I have been absent from my blog for a while.   There are a few reasons:   first, my scheduled writing time went away.   Also, every time I sit down to read and write I find myself assaulted with such awful discourse that it becomes too difficult to write.   I was tired of this election over a year ago… I even wrote an open letter to Donald Trump.

Part of being a teacher is trying to think and talk logically, offer other points of view, and teach others to think critically.   I have had no end of opportunities to do that over the past year.    But I am so tired… separating my personal feelings from my professional life.

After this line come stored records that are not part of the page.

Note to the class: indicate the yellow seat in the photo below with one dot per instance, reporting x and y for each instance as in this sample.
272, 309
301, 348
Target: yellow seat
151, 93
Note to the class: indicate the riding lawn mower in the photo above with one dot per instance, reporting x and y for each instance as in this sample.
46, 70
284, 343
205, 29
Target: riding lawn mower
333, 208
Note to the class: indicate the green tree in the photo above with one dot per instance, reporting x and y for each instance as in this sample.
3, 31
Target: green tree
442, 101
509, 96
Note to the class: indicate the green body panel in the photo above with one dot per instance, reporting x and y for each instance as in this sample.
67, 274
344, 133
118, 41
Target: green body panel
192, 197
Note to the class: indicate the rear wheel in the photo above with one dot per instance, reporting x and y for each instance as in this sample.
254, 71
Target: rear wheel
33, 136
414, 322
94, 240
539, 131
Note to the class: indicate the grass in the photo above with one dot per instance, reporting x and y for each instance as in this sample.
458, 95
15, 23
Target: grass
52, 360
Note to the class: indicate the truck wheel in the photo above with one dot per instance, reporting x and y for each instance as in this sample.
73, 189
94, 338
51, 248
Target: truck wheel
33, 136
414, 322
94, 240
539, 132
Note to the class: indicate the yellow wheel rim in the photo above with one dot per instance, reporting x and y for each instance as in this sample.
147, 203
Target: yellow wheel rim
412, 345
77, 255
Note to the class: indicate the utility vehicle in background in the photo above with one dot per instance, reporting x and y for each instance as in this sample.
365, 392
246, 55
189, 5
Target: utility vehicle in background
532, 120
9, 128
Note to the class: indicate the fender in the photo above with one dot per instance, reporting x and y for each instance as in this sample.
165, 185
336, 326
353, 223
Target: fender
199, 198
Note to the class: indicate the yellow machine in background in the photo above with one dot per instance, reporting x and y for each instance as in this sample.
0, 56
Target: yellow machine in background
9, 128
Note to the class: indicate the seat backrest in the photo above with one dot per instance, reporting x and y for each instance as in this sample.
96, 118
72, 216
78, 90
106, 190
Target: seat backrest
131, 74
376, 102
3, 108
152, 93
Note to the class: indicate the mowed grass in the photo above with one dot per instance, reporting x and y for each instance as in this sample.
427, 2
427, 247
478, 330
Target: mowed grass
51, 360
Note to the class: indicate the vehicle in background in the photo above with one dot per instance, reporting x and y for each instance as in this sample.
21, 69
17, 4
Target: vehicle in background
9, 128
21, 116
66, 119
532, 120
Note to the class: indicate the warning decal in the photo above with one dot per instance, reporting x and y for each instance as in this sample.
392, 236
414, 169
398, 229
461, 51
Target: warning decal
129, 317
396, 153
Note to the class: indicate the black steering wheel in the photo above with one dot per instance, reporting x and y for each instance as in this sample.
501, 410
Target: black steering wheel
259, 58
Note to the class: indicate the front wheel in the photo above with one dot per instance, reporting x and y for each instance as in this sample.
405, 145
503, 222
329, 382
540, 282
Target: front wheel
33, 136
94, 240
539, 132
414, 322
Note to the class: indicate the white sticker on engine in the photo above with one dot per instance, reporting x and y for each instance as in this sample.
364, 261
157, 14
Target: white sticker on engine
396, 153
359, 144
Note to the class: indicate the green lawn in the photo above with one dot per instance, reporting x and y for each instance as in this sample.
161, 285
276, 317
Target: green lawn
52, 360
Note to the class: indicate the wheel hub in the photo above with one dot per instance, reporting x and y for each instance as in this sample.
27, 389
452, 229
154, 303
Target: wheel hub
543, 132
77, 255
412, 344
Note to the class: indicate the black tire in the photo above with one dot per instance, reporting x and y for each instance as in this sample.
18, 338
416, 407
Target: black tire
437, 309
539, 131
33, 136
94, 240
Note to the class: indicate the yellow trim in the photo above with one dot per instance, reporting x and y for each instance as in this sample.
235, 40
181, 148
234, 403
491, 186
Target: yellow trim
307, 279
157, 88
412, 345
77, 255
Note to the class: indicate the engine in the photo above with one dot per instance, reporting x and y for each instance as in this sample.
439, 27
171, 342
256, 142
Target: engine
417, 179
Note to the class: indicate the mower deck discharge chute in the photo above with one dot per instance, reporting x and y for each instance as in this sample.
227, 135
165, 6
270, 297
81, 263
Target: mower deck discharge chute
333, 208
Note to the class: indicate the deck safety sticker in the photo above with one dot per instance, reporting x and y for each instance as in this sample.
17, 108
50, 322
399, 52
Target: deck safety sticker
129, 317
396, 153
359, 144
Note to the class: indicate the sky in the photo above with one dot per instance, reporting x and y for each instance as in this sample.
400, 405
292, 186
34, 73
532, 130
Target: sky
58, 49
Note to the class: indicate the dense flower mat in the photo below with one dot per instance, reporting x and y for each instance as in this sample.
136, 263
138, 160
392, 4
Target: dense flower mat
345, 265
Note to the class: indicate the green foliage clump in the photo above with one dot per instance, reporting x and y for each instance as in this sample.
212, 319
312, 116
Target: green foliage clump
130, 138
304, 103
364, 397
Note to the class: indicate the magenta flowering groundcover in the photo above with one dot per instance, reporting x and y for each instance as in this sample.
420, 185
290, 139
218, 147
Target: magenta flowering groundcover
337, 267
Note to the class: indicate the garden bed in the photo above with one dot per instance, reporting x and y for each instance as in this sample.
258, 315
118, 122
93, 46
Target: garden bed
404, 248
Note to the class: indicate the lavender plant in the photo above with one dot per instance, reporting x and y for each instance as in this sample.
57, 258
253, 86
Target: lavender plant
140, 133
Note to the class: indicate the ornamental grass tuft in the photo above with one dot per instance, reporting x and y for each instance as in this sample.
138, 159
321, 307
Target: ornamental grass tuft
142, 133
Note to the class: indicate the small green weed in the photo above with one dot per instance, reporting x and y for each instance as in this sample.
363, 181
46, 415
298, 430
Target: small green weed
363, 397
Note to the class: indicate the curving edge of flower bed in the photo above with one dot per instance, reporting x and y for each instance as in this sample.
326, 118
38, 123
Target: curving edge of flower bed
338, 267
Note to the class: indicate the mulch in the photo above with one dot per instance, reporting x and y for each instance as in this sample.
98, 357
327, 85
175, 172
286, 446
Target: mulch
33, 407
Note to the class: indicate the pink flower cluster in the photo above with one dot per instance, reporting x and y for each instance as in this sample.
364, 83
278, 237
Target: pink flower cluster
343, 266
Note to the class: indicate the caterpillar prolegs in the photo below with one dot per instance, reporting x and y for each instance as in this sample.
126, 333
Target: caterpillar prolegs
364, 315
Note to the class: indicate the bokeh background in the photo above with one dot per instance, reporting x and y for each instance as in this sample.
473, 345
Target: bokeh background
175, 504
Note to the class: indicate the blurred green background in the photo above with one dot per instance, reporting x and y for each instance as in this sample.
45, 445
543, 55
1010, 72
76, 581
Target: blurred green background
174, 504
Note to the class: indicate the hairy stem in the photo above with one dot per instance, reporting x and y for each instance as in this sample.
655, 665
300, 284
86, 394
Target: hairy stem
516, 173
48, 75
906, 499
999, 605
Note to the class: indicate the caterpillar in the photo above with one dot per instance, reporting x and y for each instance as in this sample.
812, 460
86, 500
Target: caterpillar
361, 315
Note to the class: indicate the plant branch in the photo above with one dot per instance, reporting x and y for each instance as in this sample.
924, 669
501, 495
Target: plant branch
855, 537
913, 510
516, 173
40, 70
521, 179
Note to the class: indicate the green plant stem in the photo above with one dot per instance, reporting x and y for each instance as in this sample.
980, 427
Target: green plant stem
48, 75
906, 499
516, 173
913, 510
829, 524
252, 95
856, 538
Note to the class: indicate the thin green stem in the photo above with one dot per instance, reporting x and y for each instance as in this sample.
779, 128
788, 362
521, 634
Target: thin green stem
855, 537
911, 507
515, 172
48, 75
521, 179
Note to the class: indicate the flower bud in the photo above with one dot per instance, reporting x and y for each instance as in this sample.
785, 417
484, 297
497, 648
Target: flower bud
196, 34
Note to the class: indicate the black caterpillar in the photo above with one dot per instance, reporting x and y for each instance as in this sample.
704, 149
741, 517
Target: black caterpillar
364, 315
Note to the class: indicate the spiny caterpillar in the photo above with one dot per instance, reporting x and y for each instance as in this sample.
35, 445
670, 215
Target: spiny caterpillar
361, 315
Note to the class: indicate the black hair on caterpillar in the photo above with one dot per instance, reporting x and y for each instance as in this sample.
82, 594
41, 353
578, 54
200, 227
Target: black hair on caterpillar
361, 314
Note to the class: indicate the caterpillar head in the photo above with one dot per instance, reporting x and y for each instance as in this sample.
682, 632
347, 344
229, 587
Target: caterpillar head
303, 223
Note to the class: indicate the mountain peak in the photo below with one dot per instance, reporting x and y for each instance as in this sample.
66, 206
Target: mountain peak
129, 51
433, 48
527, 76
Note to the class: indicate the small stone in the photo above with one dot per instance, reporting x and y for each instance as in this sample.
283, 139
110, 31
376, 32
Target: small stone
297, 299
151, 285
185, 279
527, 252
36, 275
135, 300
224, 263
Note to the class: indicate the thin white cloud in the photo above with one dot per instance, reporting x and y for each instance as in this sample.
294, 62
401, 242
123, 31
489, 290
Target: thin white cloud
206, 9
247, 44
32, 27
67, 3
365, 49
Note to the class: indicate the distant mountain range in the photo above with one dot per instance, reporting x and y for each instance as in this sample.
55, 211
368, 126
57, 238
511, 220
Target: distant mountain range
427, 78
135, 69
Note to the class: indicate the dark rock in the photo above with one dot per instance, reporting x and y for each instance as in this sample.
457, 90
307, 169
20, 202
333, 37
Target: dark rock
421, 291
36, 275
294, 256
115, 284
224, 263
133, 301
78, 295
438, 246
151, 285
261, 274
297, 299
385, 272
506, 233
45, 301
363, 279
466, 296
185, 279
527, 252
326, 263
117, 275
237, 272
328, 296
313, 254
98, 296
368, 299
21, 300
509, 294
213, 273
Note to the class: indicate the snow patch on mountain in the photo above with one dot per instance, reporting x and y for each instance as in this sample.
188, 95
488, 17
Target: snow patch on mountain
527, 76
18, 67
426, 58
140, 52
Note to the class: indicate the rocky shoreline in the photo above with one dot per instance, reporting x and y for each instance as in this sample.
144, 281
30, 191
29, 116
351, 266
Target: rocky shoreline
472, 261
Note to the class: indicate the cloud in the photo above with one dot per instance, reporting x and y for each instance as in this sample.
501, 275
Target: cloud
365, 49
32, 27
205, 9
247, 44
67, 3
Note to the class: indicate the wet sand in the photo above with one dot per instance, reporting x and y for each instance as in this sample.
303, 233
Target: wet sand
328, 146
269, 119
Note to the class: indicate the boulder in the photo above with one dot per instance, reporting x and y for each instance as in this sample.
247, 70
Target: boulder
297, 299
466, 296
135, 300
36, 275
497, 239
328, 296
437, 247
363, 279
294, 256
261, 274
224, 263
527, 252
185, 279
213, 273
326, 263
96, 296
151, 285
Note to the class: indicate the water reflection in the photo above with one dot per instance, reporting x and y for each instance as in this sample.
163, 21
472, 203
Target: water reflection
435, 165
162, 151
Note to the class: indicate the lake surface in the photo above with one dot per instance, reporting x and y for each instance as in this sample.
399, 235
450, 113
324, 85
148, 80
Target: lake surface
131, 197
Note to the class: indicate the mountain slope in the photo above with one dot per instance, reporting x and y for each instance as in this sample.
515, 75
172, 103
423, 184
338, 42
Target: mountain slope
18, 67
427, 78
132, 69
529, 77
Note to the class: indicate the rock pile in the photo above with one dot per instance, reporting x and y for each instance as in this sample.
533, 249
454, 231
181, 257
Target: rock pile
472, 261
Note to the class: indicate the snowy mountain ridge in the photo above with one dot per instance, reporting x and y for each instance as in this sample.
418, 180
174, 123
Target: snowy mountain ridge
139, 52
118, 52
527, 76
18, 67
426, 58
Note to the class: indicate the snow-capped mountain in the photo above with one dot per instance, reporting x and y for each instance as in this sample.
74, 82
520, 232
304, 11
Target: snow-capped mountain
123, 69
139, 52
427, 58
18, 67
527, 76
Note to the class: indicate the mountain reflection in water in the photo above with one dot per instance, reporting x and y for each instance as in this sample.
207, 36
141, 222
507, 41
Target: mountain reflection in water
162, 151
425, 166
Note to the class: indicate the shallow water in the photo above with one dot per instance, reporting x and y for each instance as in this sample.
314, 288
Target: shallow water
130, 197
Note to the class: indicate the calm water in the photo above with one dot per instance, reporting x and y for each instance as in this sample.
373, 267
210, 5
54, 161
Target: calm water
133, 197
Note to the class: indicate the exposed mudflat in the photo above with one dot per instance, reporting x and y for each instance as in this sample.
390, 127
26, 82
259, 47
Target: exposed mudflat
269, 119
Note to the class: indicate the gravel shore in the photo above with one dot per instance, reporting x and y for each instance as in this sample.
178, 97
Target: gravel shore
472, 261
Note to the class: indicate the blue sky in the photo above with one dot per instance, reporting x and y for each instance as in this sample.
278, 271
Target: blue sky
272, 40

My predictions:   if Hillary Clinton wins, there won’t be big changes.   Her main crime in most people’s minds is that she is a centrist.   If Trump wins, I think that good people will try to keep him from starting world war 3, and that his name will be attached to the “Trump Depression.”    But I won’t have to worry for my safety… mostly because I am a white man.   People of different color, faith, and women all would have to deal with a culture that will shift (quickly or slowly) to someplace hostile towards them.   I will keep fighting for critical thinking and reason regardless.

Whatever the outcome, the election will be done soon.   There will be fallout, but hopefully there will be room for more civil discussion.    Yes, that seems like a lot to ask.  I know that “civil” is not something that I can expect after the trajectory of this election, but I can hopefully stop the monitoring of this awful election.

In the meantime, I hope to be back to more regular postings soon.

Old Hat Tricks

I like to say that I have a Velcro brain, in that stuff tends to stick to it.  Being an experienced teacher, I find that I haven’t lost my enthusiasm for teaching, but I can focus more on it now that I have a complete-ish library of teaching materials.   I also have a regular venue for airing some of the stranger or frustrating pieces of teaching so it doesn’t stick around to haunt me…

There is a familiarity that comes with teaching when you have been doing it for a while.   It is simultaneously very comfortable, and a great deal of fun.   I have been teaching for about 6 years now, and I it is still the best and most rewarding work I have found.

Fall quarter brings this out of me especially.   It is the start of a new academic year and students are filled with hope and optimism, so I get to encourage their passion for learning.    More and more, I find that I have my tools for helping people learn.   Keeping my class entertained and engaged keeps them asking questions.  I can keep them coming back, and knowing that they have a safe community where they can get support.

I will admit that I watched other teachers struggle with burnout, and I wondered if that was where I was headed.   At least for this term, the answer is no… I love teaching too much, and I’m too damn good at it.


Also:  even though “Summer break” is fun to have (my classes unexpectedly canceled… welcome to the life of an adjunct!) I have missed teaching, blogging, and Zeus help me, I’ve even missed grading.

It’s good to be back to school.    Does anybody know of any Back-To-School tattoo deals?